We have considered plaintiff's contentions and we find no merit to the assertion that there has been an unlawful delegation of legislative power to the SDHSAA. Any legislative delegation found in SDCL 13-36-4 goes only to school boards. The SDHSAA is a voluntary, nonprofit association; we are not presented with circumstances that would justify judicial interference with the internal affairs of that association.

Affirmed.

All the Justices concur.

NOTES

[1] "SECTION 11. DOCTOR'S HEALTH STATEMENT. Each school year every student, before being allowed to participate in interschool athletics, shall be certified as to the adequacy of his/her health for such participation, by a duly licensed doctor of medicine or a duly licensed four-year college trained osteopath, on official blanks furnished by the Executive Secretary. The date of such required health certification shall be one of the entries on the annual report of student athletic participation made to the Executive Secretary by each member school."

[2] Amendment of SDHSAA rules requires a two-thirds majority of those members voting.

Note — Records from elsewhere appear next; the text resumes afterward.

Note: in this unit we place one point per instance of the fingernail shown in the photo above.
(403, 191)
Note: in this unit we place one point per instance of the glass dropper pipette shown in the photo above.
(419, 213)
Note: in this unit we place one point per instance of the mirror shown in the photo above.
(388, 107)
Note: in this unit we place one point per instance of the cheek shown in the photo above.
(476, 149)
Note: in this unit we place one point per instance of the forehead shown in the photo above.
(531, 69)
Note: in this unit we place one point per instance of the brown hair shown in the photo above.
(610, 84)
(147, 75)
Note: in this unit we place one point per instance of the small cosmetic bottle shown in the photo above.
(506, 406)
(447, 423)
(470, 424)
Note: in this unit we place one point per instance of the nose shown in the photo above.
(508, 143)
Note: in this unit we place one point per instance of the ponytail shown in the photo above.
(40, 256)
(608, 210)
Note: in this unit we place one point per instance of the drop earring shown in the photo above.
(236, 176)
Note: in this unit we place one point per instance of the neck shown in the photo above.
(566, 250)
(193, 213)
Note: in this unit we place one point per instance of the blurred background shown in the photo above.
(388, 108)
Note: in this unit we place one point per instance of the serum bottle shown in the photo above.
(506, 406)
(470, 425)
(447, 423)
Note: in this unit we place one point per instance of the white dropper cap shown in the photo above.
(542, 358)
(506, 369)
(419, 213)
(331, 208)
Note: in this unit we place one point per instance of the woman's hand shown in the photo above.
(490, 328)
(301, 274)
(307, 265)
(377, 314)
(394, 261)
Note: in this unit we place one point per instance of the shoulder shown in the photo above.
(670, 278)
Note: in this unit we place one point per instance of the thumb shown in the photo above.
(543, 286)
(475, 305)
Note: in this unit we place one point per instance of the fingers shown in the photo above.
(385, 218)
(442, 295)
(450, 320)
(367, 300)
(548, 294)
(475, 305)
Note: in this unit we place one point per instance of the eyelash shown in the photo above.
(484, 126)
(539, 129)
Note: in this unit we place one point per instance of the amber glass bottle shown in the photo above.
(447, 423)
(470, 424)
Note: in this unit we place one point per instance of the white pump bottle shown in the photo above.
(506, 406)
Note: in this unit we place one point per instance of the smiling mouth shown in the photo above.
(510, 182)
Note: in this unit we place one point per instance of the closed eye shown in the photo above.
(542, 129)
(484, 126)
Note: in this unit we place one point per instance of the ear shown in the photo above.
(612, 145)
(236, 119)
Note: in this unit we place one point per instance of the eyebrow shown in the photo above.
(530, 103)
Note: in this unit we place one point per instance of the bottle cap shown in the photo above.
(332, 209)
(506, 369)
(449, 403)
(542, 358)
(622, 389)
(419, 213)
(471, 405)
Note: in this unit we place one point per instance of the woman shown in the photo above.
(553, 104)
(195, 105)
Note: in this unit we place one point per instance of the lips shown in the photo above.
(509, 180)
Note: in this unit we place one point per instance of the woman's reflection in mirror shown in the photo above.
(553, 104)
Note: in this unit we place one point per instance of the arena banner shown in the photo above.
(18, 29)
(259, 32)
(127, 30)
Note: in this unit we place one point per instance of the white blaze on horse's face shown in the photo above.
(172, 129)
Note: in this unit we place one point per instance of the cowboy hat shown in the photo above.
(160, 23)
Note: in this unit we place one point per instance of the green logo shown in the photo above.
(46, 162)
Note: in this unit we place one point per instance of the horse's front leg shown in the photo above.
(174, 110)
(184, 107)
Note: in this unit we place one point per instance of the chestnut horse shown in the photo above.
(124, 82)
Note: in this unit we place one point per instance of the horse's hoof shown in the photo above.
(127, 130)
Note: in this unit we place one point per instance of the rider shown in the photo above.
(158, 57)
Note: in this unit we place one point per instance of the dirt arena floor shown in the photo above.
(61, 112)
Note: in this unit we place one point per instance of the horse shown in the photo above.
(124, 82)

SDHSAA Const., Art. IX, § 5. The votes cast on the proposed amendment were as follows:

    1972 —Yes   81   No   119
    1973 —Yes   109  No   95
    1974 —Yes   88   No   119

[3] The SDHSAA is a creature of contract rather than legislation. Although SDCL 13-36-4 mentions an association, it clearly does not create the SDHSAA as plaintiff's brief indicates. The association predates the statute by several years.